Note: Past Seminars Appear at Bottom


Title: Towards Reliable AI: A Rramework for Quantification of AI Uncertainty

Date/Time: Monday, March 3 at 4:10pm in Barnard 108

Speaker: Ali Siahkoohi 

Abstract: Recent advances in artificial intelligence (AI) have shifted computational science and engineering from first-principle methods to data-driven approaches. Such approaches, by leveraging insights from large datasets and machine learning, promise enhanced predictive accuracy and reduced computational costs. However, they often sacrifice resilience, lacking the error bounds and reliability thresholds inherent in first-principle methods. This efficiency-resilience tradeoff poses a critical barrier to deploying data-driven methods in high-stakes applications. In this talk, I will present a framework for integrating uncertainty quantification (UQ) into AI model design to address this tradeoff. The framework comprises three components: (1) probabilistic predictions via generative models, (2) uncertainty-aware training using variational inference, and (3) scalability for high-dimensional, real-world problems. Building on UQ's demonstrated success in domains such as healthcare, engineering, and climate science, this approach improves reliability by quantifying prediction confidence, helping users identify model limitations and anticipate potential errors. As part of this framework, I will present the first theoretically grounded method for learning conditional measures in function spaces, addressing the limitations of current generative models in learning from data with varying resolutions. By deriving the conditional denoising score matching objective and implementing it with neural operators, this method enables discretization-invariant generative modeling that seamlessly generalizes across resolutions. This innovation transforms applications in domains such as medical imaging, climate modeling, and Earth sciences, where data inherently spans multiple resolutions. Finally, I will outline my plans to expand this framework, bridging the gap between first-principle resilience and data-driven efficiency to develop reliable AI systems for critical, real-world challenges.

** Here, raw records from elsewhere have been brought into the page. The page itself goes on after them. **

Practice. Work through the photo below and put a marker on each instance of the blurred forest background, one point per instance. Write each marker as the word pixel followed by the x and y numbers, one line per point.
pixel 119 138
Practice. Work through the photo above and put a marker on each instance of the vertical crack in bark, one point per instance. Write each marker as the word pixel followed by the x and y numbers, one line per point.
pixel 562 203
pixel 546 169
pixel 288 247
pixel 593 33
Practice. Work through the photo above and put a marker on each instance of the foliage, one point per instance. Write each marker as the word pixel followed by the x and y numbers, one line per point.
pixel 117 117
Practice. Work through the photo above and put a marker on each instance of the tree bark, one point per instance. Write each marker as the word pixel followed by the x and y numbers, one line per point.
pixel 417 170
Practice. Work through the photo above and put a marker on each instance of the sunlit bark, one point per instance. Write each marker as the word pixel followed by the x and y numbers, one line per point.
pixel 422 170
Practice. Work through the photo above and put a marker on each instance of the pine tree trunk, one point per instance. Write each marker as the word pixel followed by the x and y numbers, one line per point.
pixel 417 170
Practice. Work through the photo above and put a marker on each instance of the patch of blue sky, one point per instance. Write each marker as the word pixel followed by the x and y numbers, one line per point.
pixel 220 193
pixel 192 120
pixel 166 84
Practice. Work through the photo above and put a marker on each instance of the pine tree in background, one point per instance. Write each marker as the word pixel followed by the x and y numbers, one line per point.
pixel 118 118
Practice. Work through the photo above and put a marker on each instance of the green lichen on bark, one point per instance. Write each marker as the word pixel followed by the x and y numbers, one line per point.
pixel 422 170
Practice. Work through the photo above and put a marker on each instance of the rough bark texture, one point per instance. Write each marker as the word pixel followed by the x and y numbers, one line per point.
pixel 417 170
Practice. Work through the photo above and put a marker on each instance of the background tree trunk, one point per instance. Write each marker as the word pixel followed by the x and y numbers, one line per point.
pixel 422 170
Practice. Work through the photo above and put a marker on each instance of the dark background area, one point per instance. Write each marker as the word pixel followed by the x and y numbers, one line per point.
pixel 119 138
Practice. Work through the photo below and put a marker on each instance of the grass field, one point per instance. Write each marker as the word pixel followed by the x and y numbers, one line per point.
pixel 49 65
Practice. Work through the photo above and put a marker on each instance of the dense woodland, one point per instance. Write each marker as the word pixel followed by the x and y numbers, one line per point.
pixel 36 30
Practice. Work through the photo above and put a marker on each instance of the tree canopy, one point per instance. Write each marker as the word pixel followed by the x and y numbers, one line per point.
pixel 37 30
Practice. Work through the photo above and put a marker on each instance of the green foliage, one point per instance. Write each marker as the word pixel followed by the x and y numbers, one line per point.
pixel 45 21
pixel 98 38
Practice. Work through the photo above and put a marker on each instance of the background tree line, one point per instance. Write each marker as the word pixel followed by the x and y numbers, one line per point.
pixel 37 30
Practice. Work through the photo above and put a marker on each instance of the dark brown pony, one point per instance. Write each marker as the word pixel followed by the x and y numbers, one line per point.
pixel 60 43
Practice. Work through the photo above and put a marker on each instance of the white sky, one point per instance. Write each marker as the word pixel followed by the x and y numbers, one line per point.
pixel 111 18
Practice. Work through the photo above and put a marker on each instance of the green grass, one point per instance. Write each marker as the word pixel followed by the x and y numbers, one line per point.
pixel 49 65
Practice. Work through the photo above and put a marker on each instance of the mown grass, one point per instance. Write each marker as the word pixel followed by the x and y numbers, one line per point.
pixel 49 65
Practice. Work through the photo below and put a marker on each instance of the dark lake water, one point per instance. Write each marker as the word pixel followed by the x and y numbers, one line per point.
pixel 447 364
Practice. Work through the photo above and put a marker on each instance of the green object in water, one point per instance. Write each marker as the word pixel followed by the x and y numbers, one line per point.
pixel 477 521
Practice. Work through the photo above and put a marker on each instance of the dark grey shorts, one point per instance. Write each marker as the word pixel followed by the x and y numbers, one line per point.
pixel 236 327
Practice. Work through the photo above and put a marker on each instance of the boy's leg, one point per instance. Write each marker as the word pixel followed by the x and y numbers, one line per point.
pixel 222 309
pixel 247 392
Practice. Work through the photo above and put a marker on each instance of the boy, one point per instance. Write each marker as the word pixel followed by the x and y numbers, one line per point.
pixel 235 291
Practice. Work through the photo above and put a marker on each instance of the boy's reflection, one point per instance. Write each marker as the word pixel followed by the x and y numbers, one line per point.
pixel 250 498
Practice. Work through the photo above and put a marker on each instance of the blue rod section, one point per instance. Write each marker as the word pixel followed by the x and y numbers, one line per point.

Bio: Ali Siahkoohi is a Simons Postdoctoral Fellow in the Department of Computational Applied Mathematics & Operations Research at Rice University, jointly hosted by Dr. Maarten V. de Hoop and Dr. Richard G. Baraniuk. He received his Ph.D. in Computational Science and Engineering from Georgia Institute of Technology in 2022. His research focuses on designing scalable methods for quantifying uncertainty in AI models, with a broader goal of enhancing AI reliability.


PAST 2025 SEMINARS

 


Seminars from 2024.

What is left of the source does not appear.